SpyroSoft
An Oracle11g Database Migration to PostgreSQL in Practice
Łukasz Macuga
October 11, 2018

Recently on our client’s request,  we’ve had an opportunity to perform an Oracle11g database migration to PostgreSQL in an infrastructure of one of our existing production.

As of very strict security policy on the client’s side, we were not allowed to access database servers directly via SSH and create any dumps for our use. Therefore, we’ve decided to utilize a useful tool – Ora2Pg, to do the heavy lifting for us. This software was developed by Gilles Darold and is distributed as Open Source project. Once the environment was setup, with the help of Ora2Pg, we were able to migrate the production database of estimated size of 15 GB in about 30 minutes.

In this article, we will go through some steps required to accomplish this task.

Installation of dependencies

To setup the environment I recommend using Docker UNIX based container (you can also use Debian or if you prefer lightweight distribution – try Alpine), as it requires installation of a few additional tools and adding some environment variables. With such a prepared image we are able to easily use it multiple times in different environments.

At first, we need to install Oracle client libraries:

apt-get install unzip
apt-get install alien
apt-get install libaio1
apt-get install unixodbc
#Unzip oracle-xe-11.2.0-1.0.x86_64.rpm.zip
cd Disk1
alien --scripts -d oracle-xe-11.2.0-1.0.x86_64.rpm
dpkg -i oracle-xe_11.2.0-2_amd64.deb

In order to setup the environment variables paste the following lines to

/etc/bash.bashrc

export ORACLE_HOME=/u01/app/oracle/product/11.2.0/xe
export ORACLE_SID=XE
export NLS_LANG=`$ORACLE_HOME/bin/nls_lang.sh`
export ORACLE_BASE=/u01/app/oracleexport
LD_LIBRARY_PATH=$ORACLE_HOME/lib:$LD_LIBRARY_PATH
export PATH=$ORACLE_HOME/bin:$PATH

then execute

source /etc/bash.bashrc

and

echo $ORACLE_HOME

to ensure that the variable is set properly.

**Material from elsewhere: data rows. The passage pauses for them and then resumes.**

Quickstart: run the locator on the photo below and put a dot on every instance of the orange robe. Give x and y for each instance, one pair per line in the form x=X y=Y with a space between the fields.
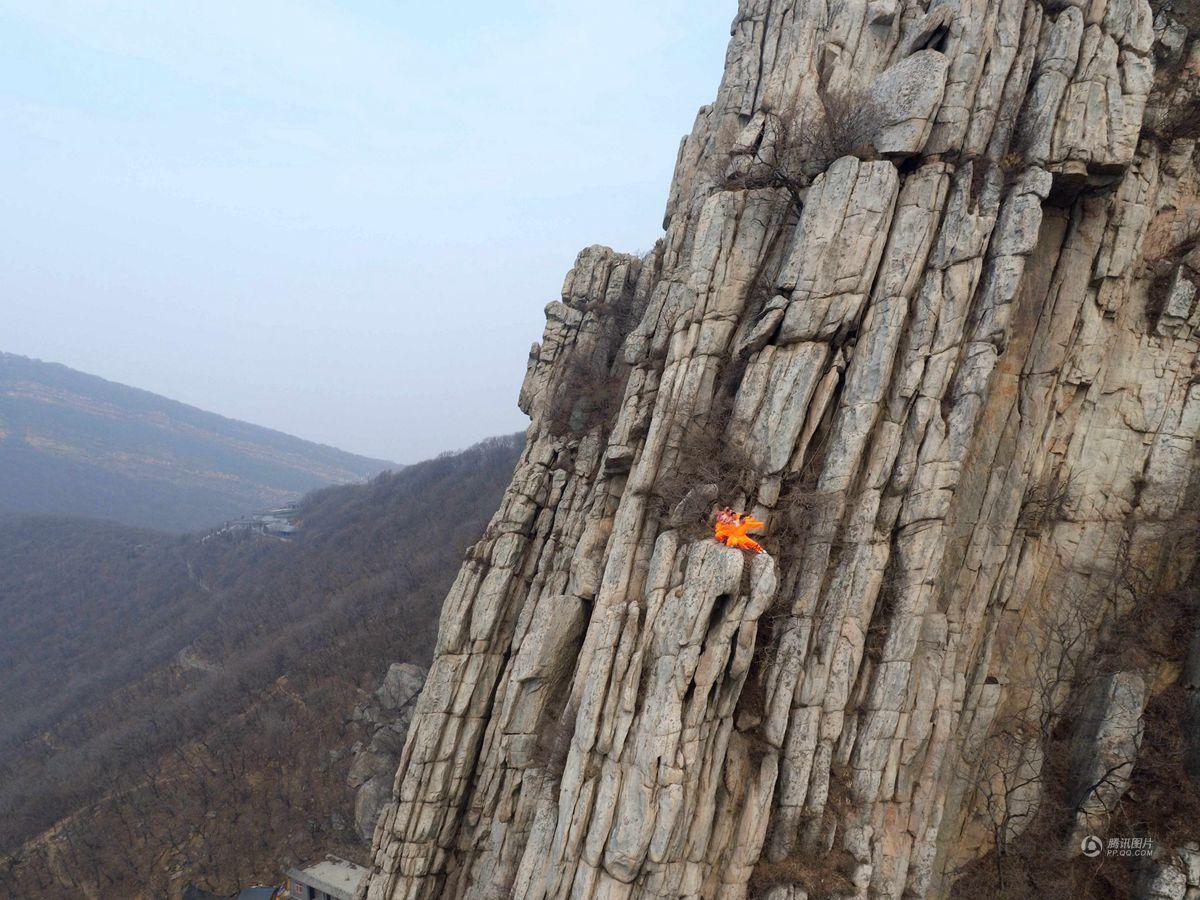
x=733 y=533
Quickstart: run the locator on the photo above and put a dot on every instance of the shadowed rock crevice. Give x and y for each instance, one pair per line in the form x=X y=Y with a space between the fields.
x=913 y=337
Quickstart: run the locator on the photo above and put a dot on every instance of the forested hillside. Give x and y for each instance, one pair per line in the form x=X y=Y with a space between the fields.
x=78 y=445
x=177 y=709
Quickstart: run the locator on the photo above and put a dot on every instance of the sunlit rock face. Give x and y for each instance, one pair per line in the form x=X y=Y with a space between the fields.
x=952 y=366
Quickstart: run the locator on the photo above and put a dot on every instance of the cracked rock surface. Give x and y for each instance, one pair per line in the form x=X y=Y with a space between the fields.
x=954 y=371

As Ora2Pg is written in Perl, we need to install it with modules to enable database interface methods:

apt-get install perl
perl -MCPAN -e shell

enter Perl shell:

perl -MCPAN -e shell

execute following commands:

get DBD::Oracle
quit
cd ~/.cpan/build/DBD-Oracle*
export LD_LIBRARY_PATH=/usr/lib/oracle/11.2/client64/lib
export ORACLE_HOME=/usr/lib/oracle/11.2/client64/
perl Makefile.PL
make
make install

Our goal is to transfer the data directly to Postgres database without any storage in between. For that we need to install Postgres client:

apt-get install postgresql-9.6 libpq-de
perl -MCPAN -e 'install DBD::Pg'

Now, when the environment is ready, we can install Ora2Pg. Download the newest source code (now it will be a 18.2. version).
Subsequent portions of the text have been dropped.